There are bright spots. Some of the vignettes, such as that of cobalt, point us to stories we likely would never have discovered on our own. Wothers also provides surprises about what we assume we know. Take polonium, one of the radioactive elements discovered by Marie and Pierre Curie. It’s named for Poland, yes? Marie Curie (née Maria Skłodowska) was Polish born; of course she would name an element she discovered after her home country.

One small problem: Poland didn’t actually exist.

Poland, Wothers explains, was not “a separate entity at that time, and [Curie’s] choice was something of a political statement.” Known at that time as the Kingdom of Poland, it was essentially a state in name only, under the control of Russia, Germany, and Austria-Hungary, with Curie’s hometown of Warsaw the capital of the Russian part. Students there were taught in Russian, and anyone caught speaking Polish could bring punishment down on their families.

Postage stamp
Monacoian postage stamp by Perrette Lambert and Jean Pheulpin commemorating the 100th anniversary of Marie Curie’s birth, 1967.

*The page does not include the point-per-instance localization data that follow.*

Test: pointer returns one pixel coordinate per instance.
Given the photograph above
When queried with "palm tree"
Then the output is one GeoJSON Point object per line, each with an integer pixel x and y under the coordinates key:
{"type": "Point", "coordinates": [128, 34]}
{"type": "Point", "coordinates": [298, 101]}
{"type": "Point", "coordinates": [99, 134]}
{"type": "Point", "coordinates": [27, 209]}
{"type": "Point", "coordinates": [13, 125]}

When the Curies isolated their first new element in Paris, they were faced with a decision: what to name it? The Curies’ daughter Ève writes the story like this:

“You will have to name it,” Pierre said to his young wife, in the same tone as if it were a question of choosing a name for little Irène [Ève’s sister]. The one-time Mlle Sklodovska reflected in silence for a moment. Then, her heart turning toward her own country which had been erased from the map of the world, she wondered vaguely if the scientific event would be published in Russia, Germany and Austria—the oppressor countries—and answered timidly: “Could we call it polonium?”

Marie Curie loved Poland. She almost didn’t marry Pierre because she so longed to go back to her country. She spent the first three-and-a-half years after graduating from high school working with the Polish teaching resistance, giving lessons to school-aged children and distributing Polish books to their parents. “Even this innocent bit of education was dangerous,” Marie Curie recalled, “because all such initiatives were banned by the government and could mean jail time or deportation to Siberia.”

“By naming the new element the way she did,” writes Mikołaj Gliński, Curie “was deliberately aiming to use the publicity coming from the scientific discovery to bring the world’s attention to a purely political fact: Poland’s lack of independence as a sovereign state. As such, polonium may have been the first chemical element named to highlight a political situation.” What on the surface seems a straightforward element name takes on greater meaning when looking at the history.

The names on the periodic table didn’t just appear like Athena, sprung fully grown from the head of Zeus: each was somebody’s suggestion, somebody’s choice. There are human stories behind every name, and while some of these tales are more captivating than others (looking at you, mining demons), each one tells us something not only about the element but also about the people and the time they lived in. While this book can’t be considered a rollicking adventure through the periodic table, it does display an appreciation for what goes into these names and is a fine reference book, particularly for readers with a background in chemistry.